Заметим, что отечественных кинематографистов в числе «авторитетов» Тарковский почти не называл. Более того, когда встал вопрос о публикации его книги «Запечатлённое время», одной из непреодолимых претензий редакторов стало именно то, что автор, обильно рассуждая о западных режиссёрах, совершенно не упоминает советский кинематограф, за исключением «Земли».

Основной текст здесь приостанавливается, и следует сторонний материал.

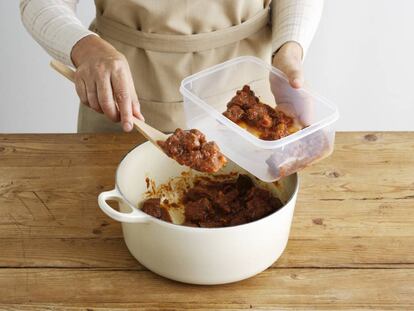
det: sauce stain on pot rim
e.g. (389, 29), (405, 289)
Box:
(111, 143), (299, 232)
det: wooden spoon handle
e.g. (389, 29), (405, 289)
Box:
(49, 59), (169, 143)
(50, 60), (75, 82)
(132, 118), (168, 144)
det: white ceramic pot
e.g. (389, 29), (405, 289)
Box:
(98, 142), (299, 285)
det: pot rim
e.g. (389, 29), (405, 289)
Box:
(113, 141), (299, 231)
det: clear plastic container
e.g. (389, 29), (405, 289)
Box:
(180, 56), (339, 182)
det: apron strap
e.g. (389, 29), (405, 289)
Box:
(95, 7), (270, 53)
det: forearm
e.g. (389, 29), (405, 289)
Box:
(271, 0), (324, 59)
(19, 0), (97, 66)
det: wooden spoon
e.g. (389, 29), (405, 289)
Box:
(50, 60), (168, 146)
(50, 60), (227, 174)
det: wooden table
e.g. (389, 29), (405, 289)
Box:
(0, 132), (413, 310)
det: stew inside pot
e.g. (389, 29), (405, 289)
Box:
(141, 174), (283, 228)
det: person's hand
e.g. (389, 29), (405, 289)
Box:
(271, 42), (313, 125)
(71, 35), (144, 132)
(272, 41), (303, 89)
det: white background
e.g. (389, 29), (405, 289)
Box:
(1, 0), (413, 133)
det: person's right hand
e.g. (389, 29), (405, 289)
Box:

Упомянутые списки «фаворитов» Тарковского заметно менялись со временем, и, отчасти, были подвержены влиянию личных, не кинематографических факторов, но Микеланджело Антониони оставался одним из их завсегдатаев. Особенно часто Андрей вспоминал именно «Приключение», уточняя, что на примере этого фильма он сам понял, каких пределов условности может достигать действие в кино. Эта картина повлияла, а то и определила визуальный язык Тарковского, он не забывал об этом всю жизнь. Так, на римской встрече со зрителями в сентябре 1982 года режиссёр скажет: «Говорят, что кино быстро стареет. Это неправда. Стареют только плохие картины. Я недавно пересмотрел один фильм… Это фильм Микеланджело Антониони „Приключение“. Он сделан достаточно давно, просто очень давно, но такое впечатление, что он сделан сегодня. Там нет ни грана фальши, ни грана того, что могло бы устареть. Черно-белый фильм, даже серый местами, но он не устарел».
Впрочем, влияние упомянутой ленты имело тотальный характер и достигло планетарного масштаба, определив то явление, которое принято называть артхаусом. Не будет большим преувеличением сказать, что Гуэрра и Антониони заложили основы интеллектуального, а в особенности – русского интеллектуального кино. Последнее обстоятельство обусловлено, в частности, упоминавшейся теплотой отношений между СССР и Италией, вследствие чего работы Микеланджело, хоть и не без проблем, с массой оговорок, но всё же проникали в советский прокат[42].